Pennsylvania, which has supported five consecutive Democratic candidates, has the fourth-highest percentage of its population over 65 (behind Florida, West Virginia and Maine). If Romney wins Pennsylvania, or even comes close (in 2008, Obama won by 10.3 points), this will indicate seniors' skepticism about Democrats' contention that Republicans offer the elderly only wheelchairs, and only for the purpose of rolling grandmothers off cliffs.
Without spending a dime, Democratic presidential candidates win 104 electoral votes from the first (California), third (New York) and fifth (Illinois) most populous states. Tuesday's Texas voting might suggest that, perhaps eight years hence, Hispanic voters could turn the second-most populous state purple, en route to blue.

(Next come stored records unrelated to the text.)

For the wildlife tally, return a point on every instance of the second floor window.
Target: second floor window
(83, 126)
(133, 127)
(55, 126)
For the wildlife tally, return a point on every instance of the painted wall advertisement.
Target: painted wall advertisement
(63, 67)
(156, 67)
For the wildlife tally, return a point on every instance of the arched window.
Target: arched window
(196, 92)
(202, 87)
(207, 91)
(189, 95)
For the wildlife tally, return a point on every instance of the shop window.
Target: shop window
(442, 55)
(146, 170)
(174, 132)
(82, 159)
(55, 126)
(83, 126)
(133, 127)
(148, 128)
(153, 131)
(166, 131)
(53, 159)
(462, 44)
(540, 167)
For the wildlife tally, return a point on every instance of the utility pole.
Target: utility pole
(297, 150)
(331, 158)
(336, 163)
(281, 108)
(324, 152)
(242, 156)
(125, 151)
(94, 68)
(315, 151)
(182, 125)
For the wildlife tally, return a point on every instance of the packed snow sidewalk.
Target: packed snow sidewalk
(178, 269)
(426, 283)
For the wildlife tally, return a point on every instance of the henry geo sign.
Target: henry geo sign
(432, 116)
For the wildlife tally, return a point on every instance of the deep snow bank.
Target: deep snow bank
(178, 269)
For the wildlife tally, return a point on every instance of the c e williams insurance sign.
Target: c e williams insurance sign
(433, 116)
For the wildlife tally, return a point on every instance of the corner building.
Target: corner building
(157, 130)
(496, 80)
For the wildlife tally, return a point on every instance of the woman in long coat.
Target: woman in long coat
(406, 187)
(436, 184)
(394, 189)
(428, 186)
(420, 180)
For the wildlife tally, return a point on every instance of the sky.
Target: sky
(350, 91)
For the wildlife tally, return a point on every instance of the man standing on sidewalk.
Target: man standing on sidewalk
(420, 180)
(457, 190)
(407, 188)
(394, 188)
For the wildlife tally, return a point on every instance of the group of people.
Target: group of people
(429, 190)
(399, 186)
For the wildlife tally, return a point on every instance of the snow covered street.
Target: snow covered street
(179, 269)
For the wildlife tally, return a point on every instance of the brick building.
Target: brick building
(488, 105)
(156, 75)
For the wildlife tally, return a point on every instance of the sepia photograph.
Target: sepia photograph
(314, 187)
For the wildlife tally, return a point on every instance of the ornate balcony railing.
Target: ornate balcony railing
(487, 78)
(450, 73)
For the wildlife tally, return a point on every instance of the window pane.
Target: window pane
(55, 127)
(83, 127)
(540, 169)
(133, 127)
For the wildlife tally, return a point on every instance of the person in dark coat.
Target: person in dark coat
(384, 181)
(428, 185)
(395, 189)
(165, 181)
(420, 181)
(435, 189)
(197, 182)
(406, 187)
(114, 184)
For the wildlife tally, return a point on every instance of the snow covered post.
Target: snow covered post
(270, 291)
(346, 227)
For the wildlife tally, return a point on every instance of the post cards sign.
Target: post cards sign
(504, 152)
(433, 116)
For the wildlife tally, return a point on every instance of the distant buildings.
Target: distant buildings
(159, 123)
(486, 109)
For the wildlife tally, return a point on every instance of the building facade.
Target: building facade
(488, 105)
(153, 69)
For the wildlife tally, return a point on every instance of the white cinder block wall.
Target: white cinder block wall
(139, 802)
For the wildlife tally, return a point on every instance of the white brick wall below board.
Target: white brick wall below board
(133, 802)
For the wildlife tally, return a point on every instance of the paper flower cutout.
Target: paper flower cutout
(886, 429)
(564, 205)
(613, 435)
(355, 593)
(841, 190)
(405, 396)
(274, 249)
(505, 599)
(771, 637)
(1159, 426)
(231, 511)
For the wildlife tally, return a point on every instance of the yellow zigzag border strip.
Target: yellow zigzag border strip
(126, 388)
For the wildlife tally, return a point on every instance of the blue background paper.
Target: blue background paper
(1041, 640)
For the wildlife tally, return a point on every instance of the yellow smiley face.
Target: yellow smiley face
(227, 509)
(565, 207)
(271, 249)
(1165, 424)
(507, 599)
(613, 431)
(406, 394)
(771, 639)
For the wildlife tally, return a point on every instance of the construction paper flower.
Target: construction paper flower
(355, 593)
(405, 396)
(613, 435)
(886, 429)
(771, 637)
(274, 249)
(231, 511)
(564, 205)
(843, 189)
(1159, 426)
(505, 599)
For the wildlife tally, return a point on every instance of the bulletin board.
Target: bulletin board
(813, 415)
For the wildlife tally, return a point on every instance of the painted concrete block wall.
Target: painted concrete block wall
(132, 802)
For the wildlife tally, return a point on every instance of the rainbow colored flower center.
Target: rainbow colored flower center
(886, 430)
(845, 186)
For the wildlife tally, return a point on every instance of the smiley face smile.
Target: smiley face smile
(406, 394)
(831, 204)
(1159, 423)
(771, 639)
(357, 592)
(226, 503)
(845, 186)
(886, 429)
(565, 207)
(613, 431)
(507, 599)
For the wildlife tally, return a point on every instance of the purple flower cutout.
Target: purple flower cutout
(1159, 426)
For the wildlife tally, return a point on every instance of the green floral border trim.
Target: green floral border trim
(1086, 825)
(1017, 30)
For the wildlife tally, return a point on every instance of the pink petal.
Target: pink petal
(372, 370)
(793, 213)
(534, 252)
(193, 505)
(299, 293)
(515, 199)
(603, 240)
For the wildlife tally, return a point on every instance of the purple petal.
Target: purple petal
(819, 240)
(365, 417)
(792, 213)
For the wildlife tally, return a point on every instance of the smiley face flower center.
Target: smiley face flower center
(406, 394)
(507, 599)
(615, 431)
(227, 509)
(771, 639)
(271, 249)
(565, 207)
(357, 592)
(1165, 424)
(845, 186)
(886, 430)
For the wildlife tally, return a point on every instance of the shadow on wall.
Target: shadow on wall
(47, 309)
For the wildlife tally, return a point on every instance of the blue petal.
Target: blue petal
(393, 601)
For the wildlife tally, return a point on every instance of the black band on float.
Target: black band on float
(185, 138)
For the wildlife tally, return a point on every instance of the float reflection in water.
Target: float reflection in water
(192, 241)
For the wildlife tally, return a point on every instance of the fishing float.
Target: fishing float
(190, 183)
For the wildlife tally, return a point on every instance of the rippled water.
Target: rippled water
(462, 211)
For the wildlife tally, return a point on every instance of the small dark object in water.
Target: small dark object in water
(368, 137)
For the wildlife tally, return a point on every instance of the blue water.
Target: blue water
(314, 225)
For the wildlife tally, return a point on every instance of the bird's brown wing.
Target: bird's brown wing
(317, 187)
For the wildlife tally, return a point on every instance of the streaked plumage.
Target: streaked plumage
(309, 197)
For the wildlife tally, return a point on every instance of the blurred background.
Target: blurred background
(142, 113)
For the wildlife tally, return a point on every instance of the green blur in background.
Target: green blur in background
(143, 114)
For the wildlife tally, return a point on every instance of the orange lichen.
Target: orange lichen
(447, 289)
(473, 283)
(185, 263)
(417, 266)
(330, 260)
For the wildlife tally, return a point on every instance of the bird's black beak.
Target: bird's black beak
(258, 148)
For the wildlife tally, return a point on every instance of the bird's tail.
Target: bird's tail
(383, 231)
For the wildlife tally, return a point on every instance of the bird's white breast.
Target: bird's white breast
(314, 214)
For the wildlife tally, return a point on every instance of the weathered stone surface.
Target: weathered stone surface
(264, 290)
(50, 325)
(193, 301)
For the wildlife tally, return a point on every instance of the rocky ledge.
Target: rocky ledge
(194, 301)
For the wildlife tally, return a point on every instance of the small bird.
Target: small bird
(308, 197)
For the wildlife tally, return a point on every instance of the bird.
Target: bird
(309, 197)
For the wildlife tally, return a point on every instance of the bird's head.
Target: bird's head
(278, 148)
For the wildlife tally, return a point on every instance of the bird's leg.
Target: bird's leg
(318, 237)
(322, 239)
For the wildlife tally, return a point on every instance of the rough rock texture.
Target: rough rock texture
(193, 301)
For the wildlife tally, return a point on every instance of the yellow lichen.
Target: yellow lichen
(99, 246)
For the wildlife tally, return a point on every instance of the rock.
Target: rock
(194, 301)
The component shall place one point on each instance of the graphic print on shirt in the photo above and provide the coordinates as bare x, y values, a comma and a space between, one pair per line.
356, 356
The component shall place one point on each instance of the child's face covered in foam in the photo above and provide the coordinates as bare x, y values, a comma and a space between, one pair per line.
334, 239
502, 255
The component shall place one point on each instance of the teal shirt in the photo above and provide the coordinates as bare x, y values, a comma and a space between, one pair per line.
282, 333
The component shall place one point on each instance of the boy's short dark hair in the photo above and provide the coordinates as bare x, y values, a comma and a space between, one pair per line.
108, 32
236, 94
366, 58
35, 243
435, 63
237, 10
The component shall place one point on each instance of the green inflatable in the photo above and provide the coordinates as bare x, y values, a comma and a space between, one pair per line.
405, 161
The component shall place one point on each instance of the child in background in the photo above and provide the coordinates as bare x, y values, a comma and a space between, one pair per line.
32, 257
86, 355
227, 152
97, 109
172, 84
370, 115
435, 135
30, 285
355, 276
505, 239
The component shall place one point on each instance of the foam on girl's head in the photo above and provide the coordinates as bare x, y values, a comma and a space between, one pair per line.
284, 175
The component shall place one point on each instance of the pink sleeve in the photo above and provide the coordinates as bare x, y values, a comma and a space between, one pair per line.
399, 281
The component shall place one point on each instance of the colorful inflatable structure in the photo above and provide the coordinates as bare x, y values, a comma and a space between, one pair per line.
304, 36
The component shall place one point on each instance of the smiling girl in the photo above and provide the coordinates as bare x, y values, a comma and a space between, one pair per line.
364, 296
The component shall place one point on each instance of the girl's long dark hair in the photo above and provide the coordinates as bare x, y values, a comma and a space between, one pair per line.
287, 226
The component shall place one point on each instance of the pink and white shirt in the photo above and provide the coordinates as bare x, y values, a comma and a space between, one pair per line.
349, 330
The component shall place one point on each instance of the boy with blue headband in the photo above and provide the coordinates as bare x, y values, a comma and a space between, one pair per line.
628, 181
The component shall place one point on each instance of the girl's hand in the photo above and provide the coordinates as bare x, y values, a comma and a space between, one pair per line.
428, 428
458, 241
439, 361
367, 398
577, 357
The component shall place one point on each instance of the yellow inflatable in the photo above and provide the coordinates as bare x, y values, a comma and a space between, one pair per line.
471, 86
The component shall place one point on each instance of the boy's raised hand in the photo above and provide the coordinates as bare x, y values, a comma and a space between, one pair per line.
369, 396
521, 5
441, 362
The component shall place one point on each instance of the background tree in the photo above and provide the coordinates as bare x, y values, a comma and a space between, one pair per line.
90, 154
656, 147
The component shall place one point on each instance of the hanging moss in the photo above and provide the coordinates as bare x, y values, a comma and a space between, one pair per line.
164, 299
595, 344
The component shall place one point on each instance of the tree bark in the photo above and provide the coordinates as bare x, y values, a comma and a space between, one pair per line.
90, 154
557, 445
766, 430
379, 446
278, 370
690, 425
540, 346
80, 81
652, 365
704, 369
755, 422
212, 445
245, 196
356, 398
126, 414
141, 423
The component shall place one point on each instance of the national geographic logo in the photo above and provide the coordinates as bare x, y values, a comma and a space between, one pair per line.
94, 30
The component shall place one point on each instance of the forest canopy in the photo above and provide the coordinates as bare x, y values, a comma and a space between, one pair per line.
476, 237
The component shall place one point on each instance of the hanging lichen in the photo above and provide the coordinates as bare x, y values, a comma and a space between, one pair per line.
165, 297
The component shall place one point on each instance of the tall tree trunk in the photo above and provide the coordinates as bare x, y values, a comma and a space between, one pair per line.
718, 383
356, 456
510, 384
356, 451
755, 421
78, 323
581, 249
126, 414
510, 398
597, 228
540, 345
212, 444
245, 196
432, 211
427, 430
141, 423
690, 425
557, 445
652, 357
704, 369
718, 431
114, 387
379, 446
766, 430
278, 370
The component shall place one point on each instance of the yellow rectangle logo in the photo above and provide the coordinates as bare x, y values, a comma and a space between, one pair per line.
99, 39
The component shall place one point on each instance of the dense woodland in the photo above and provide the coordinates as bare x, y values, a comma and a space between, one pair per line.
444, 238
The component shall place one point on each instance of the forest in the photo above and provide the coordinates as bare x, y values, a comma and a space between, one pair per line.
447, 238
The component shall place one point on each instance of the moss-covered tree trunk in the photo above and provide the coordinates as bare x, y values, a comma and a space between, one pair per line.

Gov. Jerry Brown's plan to combat California's fiscal implosion caused by public employees' unions is — surprise! — to raise taxes. Proposition 30 would increase sales and income taxes. If voters reject this, and pass Proposition 32 to limit unions' powers to fund political activities by siphoning money from workers' paychecks, Californians will have a glimmer of hope for regime change. Meanwhile, if Michiganders pass Proposal 2, they will put their state on California's downward trajectory. This union-backed measure would buttress unions' strength by making collective bargaining by public employees a constitutional right, and by making right-to-work laws unconstitutional.
Maryland is one of several states voting on measures pertaining to same-sex marriage. Maryland's would block the law passed by the Legislature to legalize such marriage. If the measure to block it fails, this will be particularly interesting because Maryland has the highest percentage of African-Americans (31 percent) of any state outside the Deep South, and social conservatism disposes many African-Americans against redefining marriage. If Maryland and other states endorse gay marriage in popular votes, this will call into question the necessity, and hence the wisdom, of a litigation strategy rather than a democratic persuasion strategy for advancing gay rights. The abortion debate became embittered when the Supreme Court's judicial fiat with Roe v. Wade (1973) truncated democratic deliberations that in the previous five years had liberalized abortion laws in 16 states with 41 percent of the nation's population.
Prohibition watch: Colorado, Oregon and Washington, which are among the 17 states and the District of Columbia that have legalized medical marijuana, are voting on legalization for recreational use.